Le Coran brandi devant les visiteurs juifs

Les Mourabitoune passent leur journée autour de la mosquée Al-Aqsa, à prier et à écouter des prêches. Ce n’est qu’entre 7 h du matin et 11 h, qu’ils se mettent en branle – créneau durant lequel les non musulmans sont autorisés à traverser l’esplanade. Le Coran brandi à bout de bras, les Mourabitoune attendent et invectivent les juifs qui s’apprêtent à traverser le lieu saint. Ces derniers répondent presque toujours à leurs provocations. Les insultes fusent, les coups aussi, parfois. Entre les deux camps, des policiers lourdement armés qui tentent comme ils peuvent de les tenir à distance.

Un seul rite juif pratiqué et c'est le fragile statu quo hérité du conflit de 1967 qui vole en éclats. Ces règles tacites autorisent en effet les musulmans à monter à toute heure sur l'esplanade et les juifs à y pénétrer mais sans y prier.

Avec l’interdiction du mouvement qui intervient durant la fête juive de Rosh Ashana (nouvel an juif), la tension est montée d’un cran. Les Mourabitoune accusent Israël de chercher à remettre en cause ce statu quo. Ils redoutent que des juifs pour qui l’esplanade est bien plus sacrée que le Mur des lamentations, en contrebas, se rendent sur les lieux malgré les règles en vigueur.

Les Mourabitoune payés par le Mouvement islamique ?

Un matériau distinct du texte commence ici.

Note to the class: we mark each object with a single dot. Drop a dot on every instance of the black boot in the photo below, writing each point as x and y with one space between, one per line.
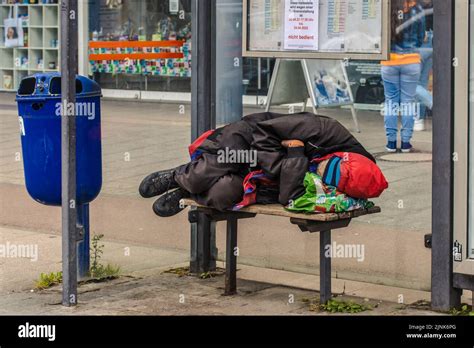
158 183
169 204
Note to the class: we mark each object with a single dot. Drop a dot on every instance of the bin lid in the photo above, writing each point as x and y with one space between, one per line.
48 85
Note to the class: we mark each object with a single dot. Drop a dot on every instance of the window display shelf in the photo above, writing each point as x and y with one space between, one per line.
41 48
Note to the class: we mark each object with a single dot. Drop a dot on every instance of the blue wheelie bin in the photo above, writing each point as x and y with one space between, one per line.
39 110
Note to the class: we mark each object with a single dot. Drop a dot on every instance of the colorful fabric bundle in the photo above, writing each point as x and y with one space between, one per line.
321 198
251 182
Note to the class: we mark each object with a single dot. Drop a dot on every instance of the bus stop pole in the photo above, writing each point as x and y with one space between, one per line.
203 248
443 295
69 60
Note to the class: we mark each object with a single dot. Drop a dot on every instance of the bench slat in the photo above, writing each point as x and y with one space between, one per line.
278 210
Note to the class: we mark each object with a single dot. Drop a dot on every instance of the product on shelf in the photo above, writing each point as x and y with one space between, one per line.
7 81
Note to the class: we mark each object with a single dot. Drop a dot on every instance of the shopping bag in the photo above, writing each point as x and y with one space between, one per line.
13 29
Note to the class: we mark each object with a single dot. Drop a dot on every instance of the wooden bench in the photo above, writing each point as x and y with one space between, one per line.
322 223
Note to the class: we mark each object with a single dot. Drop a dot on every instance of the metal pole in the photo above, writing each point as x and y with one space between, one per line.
443 295
69 47
203 250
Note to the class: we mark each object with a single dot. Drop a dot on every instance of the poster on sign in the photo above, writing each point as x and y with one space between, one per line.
301 25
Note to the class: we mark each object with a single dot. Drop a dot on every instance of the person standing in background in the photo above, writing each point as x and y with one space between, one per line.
401 73
426 54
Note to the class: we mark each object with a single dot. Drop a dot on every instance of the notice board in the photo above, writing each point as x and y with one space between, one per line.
313 29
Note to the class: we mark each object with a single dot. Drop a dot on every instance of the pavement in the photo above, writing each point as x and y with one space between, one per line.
150 284
139 138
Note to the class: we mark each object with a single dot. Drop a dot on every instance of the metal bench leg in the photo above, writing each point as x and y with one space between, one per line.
231 258
324 267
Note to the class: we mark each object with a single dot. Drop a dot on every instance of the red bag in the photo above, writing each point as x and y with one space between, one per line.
360 177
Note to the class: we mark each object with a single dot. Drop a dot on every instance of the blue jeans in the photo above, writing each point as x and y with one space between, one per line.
424 96
400 82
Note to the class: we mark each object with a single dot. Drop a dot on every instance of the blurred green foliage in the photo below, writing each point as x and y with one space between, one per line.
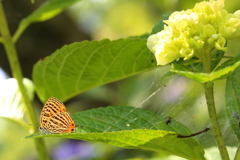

Pour les autorités israéliennes, les Mourabitoune constituent davantage une menace politique que religieuse. La porte-parole de la police israélienne, Luba Samri, les considèrent comme les instruments du Mouvement islamique, la branche arabe israélienne des Frères musulmans – qui, selon Israël, rémunère les Mourabitoune pour monter la garde devant l’esplanade. Étroitement surveillé, le Mouvement islamique, n’est pas illégal mais il est soupçonné par l’État hébreu d’entretenir des liens avec le Hamas palestinien.

"Selon le Shabak (la Sûreté générale israélienne), ces hommes et femmes […] seraient des personnes payées pour effectuer des tours de garde", écrit "Libération". Les intéressés démentent et dénoncent une agression de fidèles. Dimanche, le directeur de la mosquée Al-Aqsa, Omar Kaswani, a été blessé et arrêté. "Le régime d'occupation n'a aucunement le droit d'intervenir dans les affaires d'Al-Aqsa", a déclaré Cheikh Azzam al-Khatib, le chef du Wafq, l'organisme chargé de la gestion des biens musulmans. "Personne n'a le droit d'interdire à un musulman de pénétrer dans son lieu saint et d'y prier". Ezzat al-Richq, haut dirigeant du Hamas en exil, a dénoncé de son côté "un crime de guerre qui vise à entériner le plan israélien de division d'Al-Aqsa".

C'est de l'esplanade des Mosquées qu'était partie, en 2000, la deuxième Intifada, en réaction à la venue sur le site de l'ex-Premier ministre israélien Ariel Sharon.